If companies boycott exotic skins, “far more animals are going to die, far more habitats are going to be cut down, biodiversity will be increasingly lost, far more animals will undergo severe welfare-compromised treatment, and humans will be at even greater risk than we were before of zoonotic diseases,” Dr. Natusch said. “There’s a bit of irony.”
That’s not to say international agreements like Cites don’t need tightening up or that illegal trade is not a problem.
“Anytime anything’s illegal, it’s outside any existing regulatory control mechanism, such as health inspections, veterinary checks, sanitation checks and that kind of thing,” said Crawford Allan, the senior director of wildlife crime at the World Wildlife Fund. “And the risk increases when you are taking animals from new and remote places where they may be carrying a new disease that hasn’t been come across before by science and people.”

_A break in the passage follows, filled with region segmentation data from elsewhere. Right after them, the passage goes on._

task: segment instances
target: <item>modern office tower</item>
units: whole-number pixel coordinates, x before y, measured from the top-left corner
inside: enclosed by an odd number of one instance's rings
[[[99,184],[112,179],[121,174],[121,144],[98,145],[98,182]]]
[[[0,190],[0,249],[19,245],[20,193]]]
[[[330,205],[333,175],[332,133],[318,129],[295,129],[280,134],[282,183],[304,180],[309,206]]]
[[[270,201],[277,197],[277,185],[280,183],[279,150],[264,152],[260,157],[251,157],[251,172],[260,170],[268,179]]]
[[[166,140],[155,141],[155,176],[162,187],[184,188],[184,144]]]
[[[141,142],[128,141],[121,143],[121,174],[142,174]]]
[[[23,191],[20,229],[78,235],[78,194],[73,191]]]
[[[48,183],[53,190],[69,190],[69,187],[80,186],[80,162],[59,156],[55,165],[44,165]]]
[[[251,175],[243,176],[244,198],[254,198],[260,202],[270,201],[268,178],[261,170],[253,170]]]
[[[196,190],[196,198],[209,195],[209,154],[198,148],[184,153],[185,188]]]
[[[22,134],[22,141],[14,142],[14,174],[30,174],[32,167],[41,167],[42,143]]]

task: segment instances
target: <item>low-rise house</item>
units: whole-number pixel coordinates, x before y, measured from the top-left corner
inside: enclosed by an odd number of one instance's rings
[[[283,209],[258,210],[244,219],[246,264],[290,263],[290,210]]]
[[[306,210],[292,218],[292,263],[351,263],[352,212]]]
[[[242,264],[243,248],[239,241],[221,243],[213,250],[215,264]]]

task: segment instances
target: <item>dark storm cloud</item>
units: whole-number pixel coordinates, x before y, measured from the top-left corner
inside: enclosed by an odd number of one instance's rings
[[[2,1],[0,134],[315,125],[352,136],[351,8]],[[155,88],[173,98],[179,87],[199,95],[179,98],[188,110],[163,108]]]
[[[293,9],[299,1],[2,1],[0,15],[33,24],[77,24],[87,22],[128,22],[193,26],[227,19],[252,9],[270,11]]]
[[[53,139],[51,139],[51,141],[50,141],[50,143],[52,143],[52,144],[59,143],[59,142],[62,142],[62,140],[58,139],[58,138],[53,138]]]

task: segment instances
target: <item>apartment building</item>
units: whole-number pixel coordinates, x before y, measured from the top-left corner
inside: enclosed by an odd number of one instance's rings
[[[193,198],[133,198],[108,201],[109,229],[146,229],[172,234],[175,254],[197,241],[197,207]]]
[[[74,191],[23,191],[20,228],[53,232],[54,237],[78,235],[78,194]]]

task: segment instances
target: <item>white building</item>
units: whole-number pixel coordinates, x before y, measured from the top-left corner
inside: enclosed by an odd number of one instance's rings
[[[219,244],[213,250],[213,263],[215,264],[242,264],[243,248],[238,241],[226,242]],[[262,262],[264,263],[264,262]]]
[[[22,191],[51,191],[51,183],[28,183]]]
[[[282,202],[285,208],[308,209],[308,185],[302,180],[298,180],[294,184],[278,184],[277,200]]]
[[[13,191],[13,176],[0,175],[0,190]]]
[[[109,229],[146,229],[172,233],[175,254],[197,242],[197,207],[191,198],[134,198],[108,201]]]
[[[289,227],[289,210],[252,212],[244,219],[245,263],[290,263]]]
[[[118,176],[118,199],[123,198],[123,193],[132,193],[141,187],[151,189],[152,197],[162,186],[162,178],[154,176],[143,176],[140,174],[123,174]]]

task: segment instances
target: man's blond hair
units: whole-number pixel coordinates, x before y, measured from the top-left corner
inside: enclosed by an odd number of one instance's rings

In a post-pandemic world, auditing and traceability will become more critical than ever. “In light of Covid-19, everybody is having to look at the way they operate,” Mr. Allan said, suggesting that any breeder include “methods and measures that can reassure their client base about the legitimacy of their operation, the legality and how it is minimizing risk throughout.”
Fashion Responds
Despite, or because of, all this, Edwina McKechnie, the associate director of Business for Social Responsibility, a global nonprofit that works with brands on sustainability issues, says she hasn’t seen a shift in luxury companies away from exotic skins because of the pandemic. “In fact, we’re seeing the continued focus,” Ms. McKechnie said.
In 2019, LVMH promoted what it billed as the world’s first standard for responsible crocodilian leather sourcing, along with three pilot farms that supply to Heng Long, a “first and only” exotic skins tannery in Singapore that LVMH acquired in 2011 to seize better control of its supply chain. Jean Baptiste Voisin, the strategy director, said in a statement at the time that existing regulations “seemed insufficient,” because of their weaker traceability requirements.
The pandemic, an LVMH spokeswoman wrote in an email, has only “accentuated the need to preserve the biodiversity of our planet.” Biosecurity rules under Cites, LVMH said, have been reinforced since the initial outbreak, and LVMH is “committed to their strict implementation.”
Dr. Dominic Travis, an associate professor at the University of Minnesota College of Veterinary Medicine, worries that the loudest voices in the room aren’t looking at the situation holistically. Outlawing anything, whether the wildlife trade in general or the exotic skins trade in particular, could drive it further underground and make it more insidious and harder to regulate, he said.
And there may be unintended consequences for the broader ecosystem. Some critics of faux materials have argued that replacing skins, leathers and furs with petroleum-based “vegan” products that persist for hundreds of years only compounds the planet’s plastic crisis.
“When anybody gets too specific on one single solution, I tend to get concerned,” Dr. Travis said. “We’re here because we’re not thinking about the system, or the whole spider web. And the change we need to make is to think about that more, not less. When you call for yanking on one strand of that web, it just continues the problem that got us here in the first place.”